De part et d’autre de Yell, Peter Csaba dirige La Ligne d’ombre (2004) et Alio (2002), commandes écrites respectivement pour l’Orchestre de Pau et pour l’Orchestre Poitou-Charentes. A la fois fluide et agitée, mobile comme certaines des pièces pour cordes de Canat de Chizy, telle la bien-nommée Moving, Alio – ailleurs – illustre par ses climats changeants un questionnement perpétuel d’ordre plus métaphysique. Sans jamais trouver de repos, les sons chamarrés s’étirent ou fusent, tenus ou égrénés, mus par des bourrasques de vents contraires, ces dernières initiées ou appuyées par une percussion active et alerte. Edith Canat de Chizy a le don de créer de fascinants timbres orchestraux grâce à l’association inattendue de divers instruments se fondant les uns dans les autres et son écriture procède par strates aux rythmes divergents, lançant ci et là dans la profondeur des textures des perles de couleurs différentes. Ainsi va La Ligne d’ombre, sostenuto, accelerando, son souffle puisant sa force originelle dans la nouvelle éponyme de Joseph Conrad.

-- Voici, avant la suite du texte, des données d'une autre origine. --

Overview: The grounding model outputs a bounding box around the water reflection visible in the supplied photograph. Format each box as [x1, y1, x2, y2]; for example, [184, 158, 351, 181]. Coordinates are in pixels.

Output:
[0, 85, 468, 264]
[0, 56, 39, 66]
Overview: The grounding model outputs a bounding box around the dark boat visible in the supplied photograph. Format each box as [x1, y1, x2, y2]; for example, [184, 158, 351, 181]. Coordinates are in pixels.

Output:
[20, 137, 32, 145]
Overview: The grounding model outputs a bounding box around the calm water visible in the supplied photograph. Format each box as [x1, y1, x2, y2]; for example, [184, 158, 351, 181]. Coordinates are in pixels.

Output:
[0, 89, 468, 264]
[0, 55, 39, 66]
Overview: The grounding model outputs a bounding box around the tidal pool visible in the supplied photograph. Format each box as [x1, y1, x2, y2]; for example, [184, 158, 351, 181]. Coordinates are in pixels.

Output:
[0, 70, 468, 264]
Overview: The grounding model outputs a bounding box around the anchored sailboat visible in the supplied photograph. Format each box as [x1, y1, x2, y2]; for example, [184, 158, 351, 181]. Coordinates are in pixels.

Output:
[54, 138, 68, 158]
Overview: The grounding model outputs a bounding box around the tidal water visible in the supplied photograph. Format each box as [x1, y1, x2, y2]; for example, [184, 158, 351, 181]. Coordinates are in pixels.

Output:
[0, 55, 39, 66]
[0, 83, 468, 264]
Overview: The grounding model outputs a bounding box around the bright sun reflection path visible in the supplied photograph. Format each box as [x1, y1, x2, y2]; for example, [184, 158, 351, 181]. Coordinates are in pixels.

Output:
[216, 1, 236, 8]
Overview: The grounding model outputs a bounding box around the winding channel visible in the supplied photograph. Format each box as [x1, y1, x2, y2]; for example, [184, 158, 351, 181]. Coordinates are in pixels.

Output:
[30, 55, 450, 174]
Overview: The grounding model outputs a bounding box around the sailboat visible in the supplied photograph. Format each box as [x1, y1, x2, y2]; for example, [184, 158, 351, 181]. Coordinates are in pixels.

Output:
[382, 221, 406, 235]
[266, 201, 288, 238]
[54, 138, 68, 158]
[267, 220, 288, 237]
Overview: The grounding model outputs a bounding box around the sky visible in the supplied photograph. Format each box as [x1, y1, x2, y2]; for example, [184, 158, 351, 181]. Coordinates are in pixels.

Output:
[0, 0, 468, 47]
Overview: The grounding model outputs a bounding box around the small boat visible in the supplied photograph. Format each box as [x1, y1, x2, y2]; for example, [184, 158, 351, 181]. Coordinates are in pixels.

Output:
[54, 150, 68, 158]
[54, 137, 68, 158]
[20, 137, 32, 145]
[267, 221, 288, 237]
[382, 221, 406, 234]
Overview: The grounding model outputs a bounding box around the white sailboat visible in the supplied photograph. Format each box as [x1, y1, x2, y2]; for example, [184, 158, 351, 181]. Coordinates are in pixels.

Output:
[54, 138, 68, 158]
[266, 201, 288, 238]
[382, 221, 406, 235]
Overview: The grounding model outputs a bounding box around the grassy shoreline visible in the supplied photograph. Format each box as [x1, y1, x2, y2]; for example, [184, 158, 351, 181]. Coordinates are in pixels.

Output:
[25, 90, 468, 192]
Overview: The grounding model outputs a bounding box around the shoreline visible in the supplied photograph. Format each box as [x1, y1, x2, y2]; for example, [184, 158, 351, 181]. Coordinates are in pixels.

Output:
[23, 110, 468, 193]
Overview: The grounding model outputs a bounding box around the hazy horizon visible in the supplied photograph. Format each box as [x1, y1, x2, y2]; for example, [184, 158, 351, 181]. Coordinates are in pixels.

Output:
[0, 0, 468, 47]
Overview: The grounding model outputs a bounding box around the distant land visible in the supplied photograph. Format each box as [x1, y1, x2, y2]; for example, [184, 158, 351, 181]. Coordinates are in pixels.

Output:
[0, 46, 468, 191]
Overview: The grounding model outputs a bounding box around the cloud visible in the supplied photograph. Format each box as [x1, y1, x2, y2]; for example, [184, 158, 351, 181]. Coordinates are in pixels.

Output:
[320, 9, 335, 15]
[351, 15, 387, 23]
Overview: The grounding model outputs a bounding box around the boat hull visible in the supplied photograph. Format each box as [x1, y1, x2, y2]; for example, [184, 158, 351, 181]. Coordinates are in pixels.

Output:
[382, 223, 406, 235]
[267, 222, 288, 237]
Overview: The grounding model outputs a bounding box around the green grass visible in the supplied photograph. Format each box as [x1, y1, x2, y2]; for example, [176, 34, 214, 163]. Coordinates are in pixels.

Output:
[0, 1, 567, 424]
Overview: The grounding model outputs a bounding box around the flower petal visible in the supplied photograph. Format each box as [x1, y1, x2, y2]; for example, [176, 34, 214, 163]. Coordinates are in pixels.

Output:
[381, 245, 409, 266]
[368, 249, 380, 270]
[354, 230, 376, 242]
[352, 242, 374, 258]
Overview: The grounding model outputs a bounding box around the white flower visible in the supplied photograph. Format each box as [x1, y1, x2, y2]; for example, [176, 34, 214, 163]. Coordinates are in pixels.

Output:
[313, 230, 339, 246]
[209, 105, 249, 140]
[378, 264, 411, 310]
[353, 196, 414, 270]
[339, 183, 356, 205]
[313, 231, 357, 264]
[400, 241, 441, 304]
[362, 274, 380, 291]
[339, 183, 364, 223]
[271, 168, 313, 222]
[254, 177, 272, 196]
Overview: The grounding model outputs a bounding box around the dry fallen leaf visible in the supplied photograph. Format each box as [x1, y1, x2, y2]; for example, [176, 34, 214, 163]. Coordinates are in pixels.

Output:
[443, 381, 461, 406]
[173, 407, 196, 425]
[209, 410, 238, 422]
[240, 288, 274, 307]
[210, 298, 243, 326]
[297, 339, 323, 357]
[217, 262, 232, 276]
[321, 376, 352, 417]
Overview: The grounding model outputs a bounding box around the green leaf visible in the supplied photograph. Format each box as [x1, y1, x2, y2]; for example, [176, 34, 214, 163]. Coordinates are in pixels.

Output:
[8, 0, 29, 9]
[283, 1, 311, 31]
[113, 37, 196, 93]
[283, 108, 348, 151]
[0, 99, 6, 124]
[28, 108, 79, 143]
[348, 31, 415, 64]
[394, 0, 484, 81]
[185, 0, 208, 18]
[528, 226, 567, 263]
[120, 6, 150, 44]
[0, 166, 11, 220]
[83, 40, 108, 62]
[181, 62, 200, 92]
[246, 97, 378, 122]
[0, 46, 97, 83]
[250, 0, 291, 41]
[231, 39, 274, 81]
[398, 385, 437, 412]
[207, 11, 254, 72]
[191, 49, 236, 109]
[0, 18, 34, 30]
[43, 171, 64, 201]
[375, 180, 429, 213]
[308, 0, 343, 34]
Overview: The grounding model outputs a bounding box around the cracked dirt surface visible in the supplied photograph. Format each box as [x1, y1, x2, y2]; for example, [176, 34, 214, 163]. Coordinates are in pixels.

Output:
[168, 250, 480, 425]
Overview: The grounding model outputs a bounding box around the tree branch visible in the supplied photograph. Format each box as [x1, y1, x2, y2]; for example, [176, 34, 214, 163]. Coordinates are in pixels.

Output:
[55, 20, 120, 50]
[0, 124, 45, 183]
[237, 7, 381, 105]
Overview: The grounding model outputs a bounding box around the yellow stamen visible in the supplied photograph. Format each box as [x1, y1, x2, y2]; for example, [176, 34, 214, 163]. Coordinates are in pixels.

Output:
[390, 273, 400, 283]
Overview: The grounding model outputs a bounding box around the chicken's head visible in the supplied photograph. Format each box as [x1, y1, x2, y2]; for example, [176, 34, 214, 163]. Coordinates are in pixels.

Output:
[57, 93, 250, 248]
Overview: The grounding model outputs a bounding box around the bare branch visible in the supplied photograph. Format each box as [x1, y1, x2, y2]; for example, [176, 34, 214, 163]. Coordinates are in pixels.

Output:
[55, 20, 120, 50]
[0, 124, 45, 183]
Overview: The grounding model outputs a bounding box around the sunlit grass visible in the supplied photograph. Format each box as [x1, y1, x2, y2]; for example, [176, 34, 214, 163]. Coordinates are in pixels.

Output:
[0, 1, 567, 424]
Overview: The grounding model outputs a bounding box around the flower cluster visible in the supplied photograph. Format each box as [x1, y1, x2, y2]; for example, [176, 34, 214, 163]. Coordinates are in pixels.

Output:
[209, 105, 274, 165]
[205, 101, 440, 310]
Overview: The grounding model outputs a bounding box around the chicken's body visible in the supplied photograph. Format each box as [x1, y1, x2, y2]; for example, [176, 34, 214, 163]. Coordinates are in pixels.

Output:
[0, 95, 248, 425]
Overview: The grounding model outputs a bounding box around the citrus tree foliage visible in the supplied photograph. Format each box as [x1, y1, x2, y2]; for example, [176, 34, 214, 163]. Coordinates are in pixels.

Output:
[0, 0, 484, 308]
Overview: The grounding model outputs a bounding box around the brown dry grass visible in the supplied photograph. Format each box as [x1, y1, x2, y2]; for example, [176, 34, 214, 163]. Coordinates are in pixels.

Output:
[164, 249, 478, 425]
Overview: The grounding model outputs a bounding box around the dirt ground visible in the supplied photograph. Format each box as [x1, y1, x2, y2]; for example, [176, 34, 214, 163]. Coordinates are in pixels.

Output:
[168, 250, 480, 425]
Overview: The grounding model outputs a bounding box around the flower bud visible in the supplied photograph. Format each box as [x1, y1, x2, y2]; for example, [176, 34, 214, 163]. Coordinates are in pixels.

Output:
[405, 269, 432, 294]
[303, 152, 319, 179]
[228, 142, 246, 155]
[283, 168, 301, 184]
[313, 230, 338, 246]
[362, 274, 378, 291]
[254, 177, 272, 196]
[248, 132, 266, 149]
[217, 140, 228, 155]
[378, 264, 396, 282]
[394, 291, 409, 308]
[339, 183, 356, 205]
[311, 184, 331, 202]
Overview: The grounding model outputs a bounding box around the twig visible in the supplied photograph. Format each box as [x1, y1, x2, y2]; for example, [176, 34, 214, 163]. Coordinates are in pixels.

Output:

En début et fin de programme, les deux œuvres les plus récentes restent dans la lignée du style hautement reconnaissable d’Edith Canat de Chizy. Le large ambitus d’Omen (2006), aux graves profonds, lui imprime le caractère menaçant du présage de son titre, celui-ci incarné par le vol de corbeaux dans un ciel tourmenté au-dessus des ondoiements sauvages des blés d’un des derniers tableaux de Vincent van Gogh, son suicide alors imminent. Tension, cris, appels, urgence et désorientation deviennent les axes d’une autre vision – saisissante – des pôles «timbres, espace, mouvement» si bien mis en œuvre par Dutilleux. Times, pour grand orchestre, reflète par son titre pluriel les dimensions multiples que Canat de Chizy se plaît à trouver au mot «temps», musicales, physiques et philosophiques, symboliques de Besançon commanditaire de la partition pour la finale du Concours international de jeunes chefs d’orchestre de 2009. Spatialisée avec maîtrise par Kazuki Yamada – lauréat cette année-là – qui porte un soin particulier aux couleurs timbrales, la pièce, plus directe, plus percussive, plus impérative, expose les strates parallèles mais dissociées du temps dans tous ses états, scandé, fulgurant, suspendu, inattendu, dynamique et inexorable.


A l’exception de La Ligne d’ombre, les différents enregistrements, souvent en direct, correspondent en même temps à la captation de la création des œuvres rassemblées ici. Sans pouvoir dans ce cas comparer, on ne peut que se fier aux impressions. Les musiciens semblent apporter au luxe sonore, aux scintillements, au fracas et à la mobilité fluctuante de ces pièces toute l’attention et toute la conviction nécessaires à une interprétation bien fondée et on ne peut qu’attirer l’attention des mélomanes sur cet ensemble rare. La notice offre d’une part la présentation fort appréciable des cinq pièces par Edith Canat de Chizy elle-même et d’autre part le regard autant poétique que technique que François Porcile, musicologue et cinéaste, porte sur elles avec beaucoup de sensibilité et d’adresse.